I stopped and grabbed her arm. "Whoa, whoa, what? You want to follow the Light Pass?"
Frolic sat and looked at her with an expression that looked a lot to me like grave concern.
"The arc has almost finished. I've been tracking it since I got here. If we want to follow it, we need to leave as soon as possible."
I shook my head. "Why would we follow it? It destroys everything!"
She rolled her eyes and pushed past me. "I told you, nothing's destroyed. We just don't know where it is.” She started walking again.
Frolic glanced at me and gave a small yip. I sighed and followed her, Frolic trotting at my heels.

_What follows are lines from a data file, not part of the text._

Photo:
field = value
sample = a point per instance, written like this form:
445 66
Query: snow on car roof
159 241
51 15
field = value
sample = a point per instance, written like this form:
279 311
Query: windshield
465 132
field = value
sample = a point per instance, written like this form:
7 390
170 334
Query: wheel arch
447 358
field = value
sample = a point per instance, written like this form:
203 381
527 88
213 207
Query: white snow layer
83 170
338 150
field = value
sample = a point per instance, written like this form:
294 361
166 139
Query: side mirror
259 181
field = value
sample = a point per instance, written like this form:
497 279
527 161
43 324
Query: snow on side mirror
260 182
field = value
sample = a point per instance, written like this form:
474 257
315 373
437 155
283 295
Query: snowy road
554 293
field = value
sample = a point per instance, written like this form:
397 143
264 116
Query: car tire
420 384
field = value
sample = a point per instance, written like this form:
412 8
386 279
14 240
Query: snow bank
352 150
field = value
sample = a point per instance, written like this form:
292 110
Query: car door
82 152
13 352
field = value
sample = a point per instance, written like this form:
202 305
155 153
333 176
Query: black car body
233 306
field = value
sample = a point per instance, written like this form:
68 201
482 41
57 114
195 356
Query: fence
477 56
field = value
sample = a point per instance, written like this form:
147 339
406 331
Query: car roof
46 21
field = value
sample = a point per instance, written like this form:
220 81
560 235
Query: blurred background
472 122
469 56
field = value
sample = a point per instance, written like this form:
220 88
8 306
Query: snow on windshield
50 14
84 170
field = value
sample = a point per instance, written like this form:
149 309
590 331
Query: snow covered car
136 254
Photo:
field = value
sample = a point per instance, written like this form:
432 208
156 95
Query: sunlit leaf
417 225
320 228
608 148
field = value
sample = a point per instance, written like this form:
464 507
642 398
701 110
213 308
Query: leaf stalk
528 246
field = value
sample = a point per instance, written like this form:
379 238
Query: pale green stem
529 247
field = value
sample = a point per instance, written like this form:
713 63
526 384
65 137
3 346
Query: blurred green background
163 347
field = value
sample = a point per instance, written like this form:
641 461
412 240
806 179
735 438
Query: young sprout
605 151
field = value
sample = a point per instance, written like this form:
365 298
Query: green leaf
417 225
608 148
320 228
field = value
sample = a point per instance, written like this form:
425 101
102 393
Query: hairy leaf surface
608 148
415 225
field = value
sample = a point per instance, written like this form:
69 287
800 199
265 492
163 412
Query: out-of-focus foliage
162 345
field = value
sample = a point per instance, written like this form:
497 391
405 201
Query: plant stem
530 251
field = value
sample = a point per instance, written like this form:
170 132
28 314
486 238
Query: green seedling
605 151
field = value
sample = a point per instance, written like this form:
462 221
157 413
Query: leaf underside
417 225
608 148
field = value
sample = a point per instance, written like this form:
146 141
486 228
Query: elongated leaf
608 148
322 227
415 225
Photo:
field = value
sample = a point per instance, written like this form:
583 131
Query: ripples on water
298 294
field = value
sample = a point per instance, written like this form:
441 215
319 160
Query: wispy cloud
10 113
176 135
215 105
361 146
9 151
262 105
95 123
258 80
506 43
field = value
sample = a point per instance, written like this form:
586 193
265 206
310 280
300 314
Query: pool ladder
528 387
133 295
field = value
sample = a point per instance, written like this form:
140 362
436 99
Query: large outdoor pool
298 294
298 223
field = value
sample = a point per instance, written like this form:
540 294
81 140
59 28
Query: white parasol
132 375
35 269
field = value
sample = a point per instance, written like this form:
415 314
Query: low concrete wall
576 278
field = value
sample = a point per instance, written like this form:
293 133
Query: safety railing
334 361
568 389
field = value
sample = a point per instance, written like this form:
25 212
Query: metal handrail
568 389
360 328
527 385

"Do you have credits?" she asked me as we walked.
"Some.” Actually, come to think of it, I had a lot. Most of it stolen. After all, Iata was being consumed—it made sense to transfer whatever wealth I could to my account.
"We charter a ship. Now."
"Right now? How?"
She rounded on me, her golden eyes flashing with anger.
"Stop being a child. Make an effort to save yourself. You did it once—do it again. We need to get to the port now, so stop talking and start walking!"
I did as she said. Curiosity should be my middle name. I'll do anything to find out what happens next.